[PATCH 0/8] KVM/ARM: Guest Entry/Exit optimizations

Wed Feb 10 00:34:21 PST 2016

On 09/02/16 20:59, Christoffer Dall wrote:
> On Mon, Feb 08, 2016 at 11:40:14AM +0000, Marc Zyngier wrote:
>> I've recently been looking at our entry/exit costs, and profiling
>> figures did show some very low hanging fruits.
>>
>> The most obvious cost is that accessing the GIC HW is slow. As in
>> "deadly slow", specially when GICv2 is involved. So not hammering the
>> HW when there is nothing to write is immediately beneficial, as this
>> is the most common cases (whatever people seem to think, interrupts
>> are a *rare* event).
>>
>> Another easy thing to fix is the way we handle trapped system
>> registers. We do insist on (mostly) sorting them, but we do perform a
>> linear search on trap. We can switch to a binary search for free, and
>> get immediate benefits (the PMU code, being extremely trap-happy,
>> benefits immediately from this).
>>
>> With these in place, I see an improvement of 20 to 30% (depending on
>> the platform) on our world-switch cycle count when running a set of
>> hand-crafted guests that are designed to only perform traps.
> 
> I'm curious about the weight of these two?  My guess based on the
> measurement work I did is that the GIC is by far the worst sinner, but
> that was exacerbated on X-Gene compared to Seattle.

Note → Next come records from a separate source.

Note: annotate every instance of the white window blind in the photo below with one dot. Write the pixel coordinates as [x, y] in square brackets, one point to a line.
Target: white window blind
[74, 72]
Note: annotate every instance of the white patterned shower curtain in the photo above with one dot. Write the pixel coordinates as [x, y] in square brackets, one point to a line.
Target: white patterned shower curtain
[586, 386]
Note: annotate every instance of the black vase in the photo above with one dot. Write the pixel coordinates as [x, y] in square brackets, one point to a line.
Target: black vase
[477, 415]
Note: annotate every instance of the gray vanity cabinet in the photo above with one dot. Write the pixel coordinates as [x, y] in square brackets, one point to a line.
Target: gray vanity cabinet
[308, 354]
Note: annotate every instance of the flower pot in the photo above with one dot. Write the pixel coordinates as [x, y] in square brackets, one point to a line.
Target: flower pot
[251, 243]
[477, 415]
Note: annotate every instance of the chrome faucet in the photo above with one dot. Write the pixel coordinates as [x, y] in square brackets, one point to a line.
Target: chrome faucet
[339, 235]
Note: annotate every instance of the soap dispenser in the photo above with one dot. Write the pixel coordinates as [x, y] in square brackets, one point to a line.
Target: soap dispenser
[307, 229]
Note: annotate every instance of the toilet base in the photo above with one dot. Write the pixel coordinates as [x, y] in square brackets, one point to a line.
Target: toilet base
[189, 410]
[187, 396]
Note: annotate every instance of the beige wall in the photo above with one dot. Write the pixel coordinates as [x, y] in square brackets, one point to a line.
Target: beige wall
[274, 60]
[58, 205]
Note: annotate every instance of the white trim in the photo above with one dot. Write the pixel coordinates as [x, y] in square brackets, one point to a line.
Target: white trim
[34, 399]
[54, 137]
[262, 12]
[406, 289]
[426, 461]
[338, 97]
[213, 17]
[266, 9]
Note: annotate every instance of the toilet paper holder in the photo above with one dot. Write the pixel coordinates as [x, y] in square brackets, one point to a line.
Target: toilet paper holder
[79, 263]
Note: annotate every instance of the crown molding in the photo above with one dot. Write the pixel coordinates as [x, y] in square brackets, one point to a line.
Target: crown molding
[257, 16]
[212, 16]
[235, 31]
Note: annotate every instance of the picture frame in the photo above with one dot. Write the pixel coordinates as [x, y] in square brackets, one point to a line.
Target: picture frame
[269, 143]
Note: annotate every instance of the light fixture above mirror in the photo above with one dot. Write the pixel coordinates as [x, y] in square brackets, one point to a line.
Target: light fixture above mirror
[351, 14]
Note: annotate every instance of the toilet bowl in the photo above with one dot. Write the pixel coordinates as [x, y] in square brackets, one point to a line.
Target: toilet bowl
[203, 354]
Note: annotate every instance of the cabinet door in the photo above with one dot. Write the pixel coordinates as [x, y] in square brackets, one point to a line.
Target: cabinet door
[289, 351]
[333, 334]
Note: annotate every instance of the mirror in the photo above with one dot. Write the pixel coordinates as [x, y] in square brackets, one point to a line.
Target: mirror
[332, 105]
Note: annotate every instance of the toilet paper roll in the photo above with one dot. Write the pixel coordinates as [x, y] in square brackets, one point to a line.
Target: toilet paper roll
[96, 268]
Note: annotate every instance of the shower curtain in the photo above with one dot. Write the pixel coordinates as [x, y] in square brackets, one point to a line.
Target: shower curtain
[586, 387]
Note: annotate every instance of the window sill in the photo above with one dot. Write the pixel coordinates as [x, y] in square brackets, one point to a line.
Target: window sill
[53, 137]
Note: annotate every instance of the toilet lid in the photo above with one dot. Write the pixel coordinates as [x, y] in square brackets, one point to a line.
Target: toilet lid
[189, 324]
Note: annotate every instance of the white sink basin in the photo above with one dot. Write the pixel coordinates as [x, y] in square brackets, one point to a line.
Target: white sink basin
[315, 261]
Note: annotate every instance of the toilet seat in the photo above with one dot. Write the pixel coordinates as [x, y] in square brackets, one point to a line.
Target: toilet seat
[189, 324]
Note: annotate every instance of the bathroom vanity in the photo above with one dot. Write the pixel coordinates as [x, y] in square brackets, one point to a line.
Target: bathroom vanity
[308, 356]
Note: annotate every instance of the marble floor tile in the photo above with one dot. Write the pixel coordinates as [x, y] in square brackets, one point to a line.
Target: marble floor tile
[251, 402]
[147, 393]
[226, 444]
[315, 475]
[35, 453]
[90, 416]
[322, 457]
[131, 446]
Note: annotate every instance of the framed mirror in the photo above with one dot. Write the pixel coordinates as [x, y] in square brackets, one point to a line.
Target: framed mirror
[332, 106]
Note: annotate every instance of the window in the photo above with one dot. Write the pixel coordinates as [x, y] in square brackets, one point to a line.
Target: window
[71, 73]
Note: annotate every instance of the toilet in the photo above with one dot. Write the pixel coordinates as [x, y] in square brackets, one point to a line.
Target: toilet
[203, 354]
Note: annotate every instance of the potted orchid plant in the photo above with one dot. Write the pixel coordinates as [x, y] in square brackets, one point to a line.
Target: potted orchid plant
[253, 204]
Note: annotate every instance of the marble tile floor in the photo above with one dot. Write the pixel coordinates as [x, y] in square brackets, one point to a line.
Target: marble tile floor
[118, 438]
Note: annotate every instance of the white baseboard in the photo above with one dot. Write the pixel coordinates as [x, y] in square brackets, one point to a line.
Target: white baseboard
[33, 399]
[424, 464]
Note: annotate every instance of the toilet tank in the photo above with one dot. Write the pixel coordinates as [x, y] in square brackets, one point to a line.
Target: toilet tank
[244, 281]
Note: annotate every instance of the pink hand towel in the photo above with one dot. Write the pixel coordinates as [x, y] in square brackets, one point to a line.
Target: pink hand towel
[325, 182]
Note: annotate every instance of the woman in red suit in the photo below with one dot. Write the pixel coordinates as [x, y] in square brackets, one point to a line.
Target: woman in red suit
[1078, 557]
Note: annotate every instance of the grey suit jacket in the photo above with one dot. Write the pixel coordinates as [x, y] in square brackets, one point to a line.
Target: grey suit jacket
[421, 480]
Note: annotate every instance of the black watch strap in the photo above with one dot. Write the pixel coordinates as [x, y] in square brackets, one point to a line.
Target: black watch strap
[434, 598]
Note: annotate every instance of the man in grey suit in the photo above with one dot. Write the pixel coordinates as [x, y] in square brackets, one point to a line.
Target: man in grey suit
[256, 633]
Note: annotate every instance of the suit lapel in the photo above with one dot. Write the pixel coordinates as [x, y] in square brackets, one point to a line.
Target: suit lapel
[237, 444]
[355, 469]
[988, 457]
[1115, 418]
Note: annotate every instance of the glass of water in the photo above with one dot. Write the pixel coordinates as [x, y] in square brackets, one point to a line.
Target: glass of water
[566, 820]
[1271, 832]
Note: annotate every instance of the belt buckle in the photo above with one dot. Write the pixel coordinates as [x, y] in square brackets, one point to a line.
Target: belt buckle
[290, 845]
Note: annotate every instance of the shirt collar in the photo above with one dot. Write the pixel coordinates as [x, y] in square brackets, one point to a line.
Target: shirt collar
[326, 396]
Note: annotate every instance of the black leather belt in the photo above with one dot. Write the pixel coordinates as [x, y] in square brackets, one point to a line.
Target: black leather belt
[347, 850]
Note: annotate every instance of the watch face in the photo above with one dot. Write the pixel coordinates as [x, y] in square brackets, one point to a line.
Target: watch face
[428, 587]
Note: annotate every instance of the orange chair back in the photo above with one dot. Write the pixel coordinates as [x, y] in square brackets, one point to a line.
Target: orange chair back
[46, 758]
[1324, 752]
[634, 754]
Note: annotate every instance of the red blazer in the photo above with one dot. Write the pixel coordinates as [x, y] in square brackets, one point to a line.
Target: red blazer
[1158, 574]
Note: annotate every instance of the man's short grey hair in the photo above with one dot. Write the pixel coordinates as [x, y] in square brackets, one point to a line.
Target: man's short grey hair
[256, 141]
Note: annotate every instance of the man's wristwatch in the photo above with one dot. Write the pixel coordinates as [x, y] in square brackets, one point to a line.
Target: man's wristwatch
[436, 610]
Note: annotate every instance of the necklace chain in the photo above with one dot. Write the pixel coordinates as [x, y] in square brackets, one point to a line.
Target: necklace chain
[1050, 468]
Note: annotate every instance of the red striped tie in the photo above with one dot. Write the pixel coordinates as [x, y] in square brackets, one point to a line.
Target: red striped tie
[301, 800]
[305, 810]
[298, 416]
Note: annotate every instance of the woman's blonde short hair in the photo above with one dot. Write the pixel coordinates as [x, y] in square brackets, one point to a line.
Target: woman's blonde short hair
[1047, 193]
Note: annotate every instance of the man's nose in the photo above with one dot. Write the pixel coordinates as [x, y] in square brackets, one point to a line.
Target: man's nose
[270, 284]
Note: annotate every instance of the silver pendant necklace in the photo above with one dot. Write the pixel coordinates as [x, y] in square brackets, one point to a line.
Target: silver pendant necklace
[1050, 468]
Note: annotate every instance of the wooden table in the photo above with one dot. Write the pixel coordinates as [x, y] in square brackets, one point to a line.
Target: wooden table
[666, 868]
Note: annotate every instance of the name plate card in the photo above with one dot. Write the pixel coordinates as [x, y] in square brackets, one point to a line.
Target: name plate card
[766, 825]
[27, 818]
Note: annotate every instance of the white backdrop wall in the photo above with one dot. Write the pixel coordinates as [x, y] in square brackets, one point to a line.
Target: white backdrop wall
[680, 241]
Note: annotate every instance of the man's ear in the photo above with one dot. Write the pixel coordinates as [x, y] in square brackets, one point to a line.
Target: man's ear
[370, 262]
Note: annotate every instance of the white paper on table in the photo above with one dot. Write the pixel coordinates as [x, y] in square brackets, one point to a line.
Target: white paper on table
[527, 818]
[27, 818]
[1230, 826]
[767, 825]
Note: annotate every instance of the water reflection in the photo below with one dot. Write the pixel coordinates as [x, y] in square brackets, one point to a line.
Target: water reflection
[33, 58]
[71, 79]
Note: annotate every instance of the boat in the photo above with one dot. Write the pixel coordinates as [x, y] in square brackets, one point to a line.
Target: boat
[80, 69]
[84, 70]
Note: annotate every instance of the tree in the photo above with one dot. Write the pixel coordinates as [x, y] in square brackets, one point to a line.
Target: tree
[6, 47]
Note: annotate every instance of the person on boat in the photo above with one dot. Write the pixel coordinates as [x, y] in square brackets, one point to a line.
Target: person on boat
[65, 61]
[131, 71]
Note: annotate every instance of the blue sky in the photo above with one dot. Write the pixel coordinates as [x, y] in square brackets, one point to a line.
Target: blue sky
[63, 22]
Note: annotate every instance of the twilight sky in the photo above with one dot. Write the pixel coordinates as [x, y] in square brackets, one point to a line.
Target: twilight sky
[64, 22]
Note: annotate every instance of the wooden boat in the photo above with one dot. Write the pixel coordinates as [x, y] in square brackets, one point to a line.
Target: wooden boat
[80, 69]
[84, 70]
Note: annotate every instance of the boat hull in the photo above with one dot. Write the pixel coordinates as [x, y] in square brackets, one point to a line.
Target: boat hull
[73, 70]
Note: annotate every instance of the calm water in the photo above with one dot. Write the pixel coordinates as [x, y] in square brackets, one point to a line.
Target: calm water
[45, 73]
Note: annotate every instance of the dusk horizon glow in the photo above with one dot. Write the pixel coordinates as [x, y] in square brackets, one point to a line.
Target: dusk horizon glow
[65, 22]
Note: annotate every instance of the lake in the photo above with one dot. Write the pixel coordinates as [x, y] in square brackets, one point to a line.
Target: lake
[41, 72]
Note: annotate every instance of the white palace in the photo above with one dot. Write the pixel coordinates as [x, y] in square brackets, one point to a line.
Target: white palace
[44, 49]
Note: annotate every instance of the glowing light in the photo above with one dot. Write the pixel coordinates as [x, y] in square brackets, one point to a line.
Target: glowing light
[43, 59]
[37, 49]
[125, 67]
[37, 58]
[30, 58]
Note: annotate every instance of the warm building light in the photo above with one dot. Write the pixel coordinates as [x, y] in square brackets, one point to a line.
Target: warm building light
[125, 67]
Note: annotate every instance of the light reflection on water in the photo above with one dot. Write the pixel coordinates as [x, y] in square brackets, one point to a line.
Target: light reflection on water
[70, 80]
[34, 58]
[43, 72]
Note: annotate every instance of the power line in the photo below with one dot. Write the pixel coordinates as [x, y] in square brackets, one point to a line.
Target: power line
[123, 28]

Indeed, the GIC is the real pig. 80% of the benefit is provided by not
accessing it when not absolutely required. The sysreg access is only
visible for workloads that are extremely trap-happy, but that's what
happens with as soon as you start exercising the PMU code.

>>
>> Methodology:
>>
>> * NULL-hypercall guest: Perform 65536 PSCI_0_2_FN_PSCI_VERSION calls,
>> and then a power-off:
>>
>> __start:
>> 	mov	x19, #(1 << 16)
>> 1:	mov	x0, #0x84000000
>> 	hvc	#0
>> 	sub	x19, x19, #1
>> 	cbnz	x19, 1b
>> 	mov	x0, #0x84000000
>> 	add	x0, x0, #9
>> 	hvc	#0
>> 	b	.
>>
>> * sysreg trap guest: Perform 2^20 PMSELR_EL0 accesses, and power-off:
>>
>> __start:
>> 	mov	x19, #(1 << 20)
>> 1:	mrs	x0, PMSELR_EL0
>> 	sub	x19, x19, #1
>> 	cbnz	x19, 1b
>> 	mov	x0, #0x84000000
>> 	add	x0, x0, #9
>> 	hvc	#0
>> 	b	.
>>
>> * These guests are profiled using perf and kvmtool:
>>
>> taskset -c 1 perf stat -e cycles:kh lkvm run -c1 --kernel do_sysreg.bin 2>&1 >/dev/null| grep cycles
> 
> these would be good to add to kvm-unit-tests so we can keep an eye on
> this sort of thing...

Yeah, I was thinking of that too. In the meantime, I've also created a
GICv2 self-IPI test case, which has led to further improvement (a 10%
reduction in the number of cycles on Seattle). The ugly thing about that
test is that it knows where kvmtool places the GIC (I didn't fancy
parsing the DT in assembly code). Hopefully there is a way to abstract this.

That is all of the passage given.